Ein Jahr später revidierte Fokker seine Haltung und begann auf die Fehlfunktion hinzuweisen. Das Unternehmen hätte aber immer noch keinen Grund gesehen, die notwendigen Verbesserungen obligatorisch zu machen, obwohl sich die Vorfälle auf Fokker 50-Maschinen häuften. Dabei hätten sie nicht viel gekostet, so Prosper Klein. Die Kosten hätten also keine Rolle bei der Behebung des Problems gespielt.

Videofilm

Im Gerichtssaal wurde ein Videofilm über die der Handhabung des Schubhebels vorgeführt. Dabei wurde ersichtlich, dass das Einlegen des „Rückgangs“ nicht versehentlich passieren kann, auch wenn Fokker in einer „Service-Letter“ von einer raren, versehentlichen Aktivierung bei Turbulenzen spricht.

Der Wartung der Maschine könne man indes keine Vorwürfe machen, da das Flugzeug für flugtaugluch erklärt wurde, erklärte Klein, der noch einmal Fokker für seine zu passive Haltung bei der Lösung des Problems kritisierte.

Mangelhafte Kommunikation

Im Laufe der Verhandlung am Donnerstag wurde auch ersichtlich, dass die Kommunikation zwischen den Akteuren (Flugzeugbauer, Fluggesellschaften, Konstrukteure der Fluzeugkomponenten usw.) mangelhaft war. Auch das Informationsmaterial das 1994 verschickt wurde, sei alles andere als klar gewesen, bedauerte der Richter. Zustimmung beim Wartungschef. Erstaunlich sei laut den Experten auch die Aussage von Fokker, dass die Fehlfunktion sowieso nicht ins Gewicht fiele, da kein Pilot freiwillig den Rückschub aktivieren würde, außer er befände sich in Turbulenzen, so Klein, der den Flugzeugbauer, der 1996 Konkurs anmeldete, bezichtigte, Verwirrung gestiftet zu haben. Wieder Kopfnicken bei G.S.

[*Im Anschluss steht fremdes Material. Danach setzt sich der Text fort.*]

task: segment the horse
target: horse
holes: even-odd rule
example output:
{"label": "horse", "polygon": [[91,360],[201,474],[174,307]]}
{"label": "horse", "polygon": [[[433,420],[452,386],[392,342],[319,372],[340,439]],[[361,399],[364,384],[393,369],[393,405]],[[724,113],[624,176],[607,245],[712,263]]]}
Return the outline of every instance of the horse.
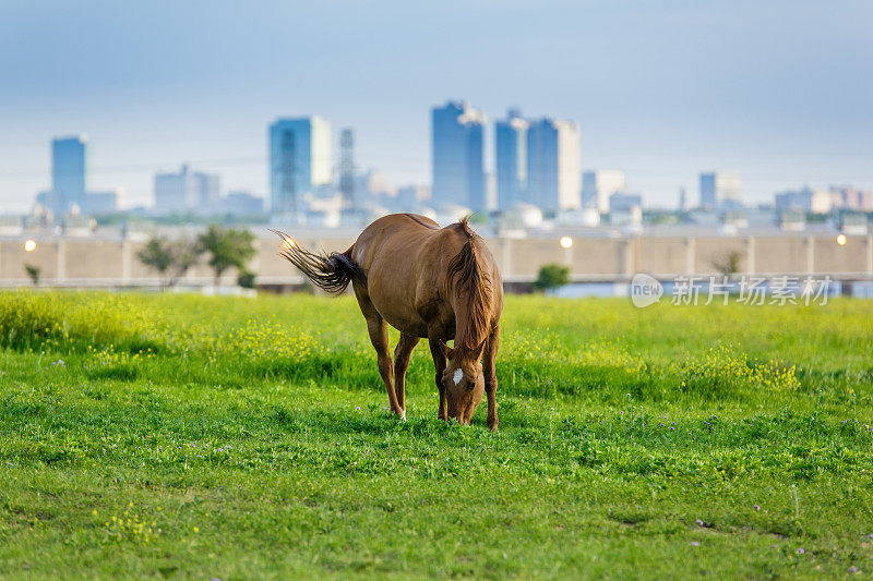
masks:
{"label": "horse", "polygon": [[[392,412],[406,420],[406,370],[416,344],[428,339],[440,392],[438,416],[469,425],[485,394],[487,424],[497,431],[503,281],[467,218],[440,228],[424,216],[392,214],[368,226],[347,251],[331,254],[272,231],[283,240],[279,256],[313,285],[333,295],[351,285]],[[393,360],[387,325],[400,331]]]}

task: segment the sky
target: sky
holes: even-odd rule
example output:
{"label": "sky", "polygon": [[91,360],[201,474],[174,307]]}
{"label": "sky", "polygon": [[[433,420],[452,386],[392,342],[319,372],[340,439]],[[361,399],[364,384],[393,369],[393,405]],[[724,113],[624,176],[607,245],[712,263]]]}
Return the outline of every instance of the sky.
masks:
{"label": "sky", "polygon": [[150,205],[190,162],[267,193],[267,125],[318,114],[356,162],[430,181],[430,108],[579,123],[583,169],[649,206],[739,171],[749,202],[873,187],[873,2],[0,0],[0,210],[49,185],[50,140],[86,133],[94,190]]}

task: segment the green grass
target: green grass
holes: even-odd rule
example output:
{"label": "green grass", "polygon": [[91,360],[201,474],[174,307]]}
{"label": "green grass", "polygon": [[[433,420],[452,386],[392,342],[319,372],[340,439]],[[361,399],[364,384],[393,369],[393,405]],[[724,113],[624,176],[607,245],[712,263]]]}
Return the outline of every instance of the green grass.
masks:
{"label": "green grass", "polygon": [[0,578],[866,577],[871,322],[509,296],[491,434],[348,296],[3,293]]}

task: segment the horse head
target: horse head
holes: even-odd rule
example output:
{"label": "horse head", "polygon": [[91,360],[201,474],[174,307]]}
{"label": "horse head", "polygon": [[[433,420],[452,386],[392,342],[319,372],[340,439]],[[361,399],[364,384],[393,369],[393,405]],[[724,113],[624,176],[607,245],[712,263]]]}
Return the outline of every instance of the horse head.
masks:
{"label": "horse head", "polygon": [[485,377],[478,359],[464,358],[456,350],[445,348],[446,365],[443,372],[449,417],[469,425],[476,407],[482,401]]}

Dann fragte der Richter, ob Luxair nicht die Gelegenheit verstreichen ließ, die Sicherheitssysteme nachzubessern. War es nicht möglich, aus den Informationen von Fokker herauszulesen, dass ein Problem bestand?, fragte Klein. „Nein. Es war zu diesem Zeitpunkt (1994) quasi unmöglich diese Verbindung herzustellen“, antwortete G.S.

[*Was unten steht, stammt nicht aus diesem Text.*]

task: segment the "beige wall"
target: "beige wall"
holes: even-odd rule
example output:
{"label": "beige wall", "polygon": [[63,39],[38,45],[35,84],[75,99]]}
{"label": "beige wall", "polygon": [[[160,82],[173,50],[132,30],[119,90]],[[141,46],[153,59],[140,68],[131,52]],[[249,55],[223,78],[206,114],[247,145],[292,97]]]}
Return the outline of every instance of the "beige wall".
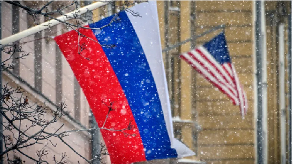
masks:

Warum diese Kritik an Fokker?

Der Zeuge betonte, er hätte seine Vorgesetzten über das technische Problem informiert. Es hätte jedoch nie eine Kontroverse über die geeignete Reaktion gegeben. Der Staatsanwalt sagte, er verstehe die ganze Kritik an Fokker nicht, da die Gesellschaft nicht vor Gericht stehe. Richter Klein entgegnete aber, dass es auch darum ginge, die genauen Umstände, die zu dem Unglück führten zu verstehen.

„Warum hat der Chef-Techniker nicht persönlich den technischen Direktor von Luxair informiert?“, wollte die Anwältin des technischen Direktors, einer der Angeklagten, wissen. Luxair sei ein kleiner Betrieb. Er nahm an, dass die Information bis zur Chefetage durchdringe, sagte G.S. Der technische Direktor betonte seinerseits, die Lage sei nicht klar gewesen. Man hätte Ende 1994 nicht genau gewusst, auf welches Problem man reagieren müsse.

Zulieferfirma im Visier

Ein anderer Anwalt der Verteidigung unterstrich, dass die Reparaturen der Fokker 50 und die Lieferung der Ersatzteile von einer Zuliefererfirma übernommen worden seien. Hätte dieses Unternehmen nicht auf den Fehler aufmerksam machen können? „Ich kann nur sagen, dass es nie ein Thema bei unseren Treffen war“, erklärte der Zeuge.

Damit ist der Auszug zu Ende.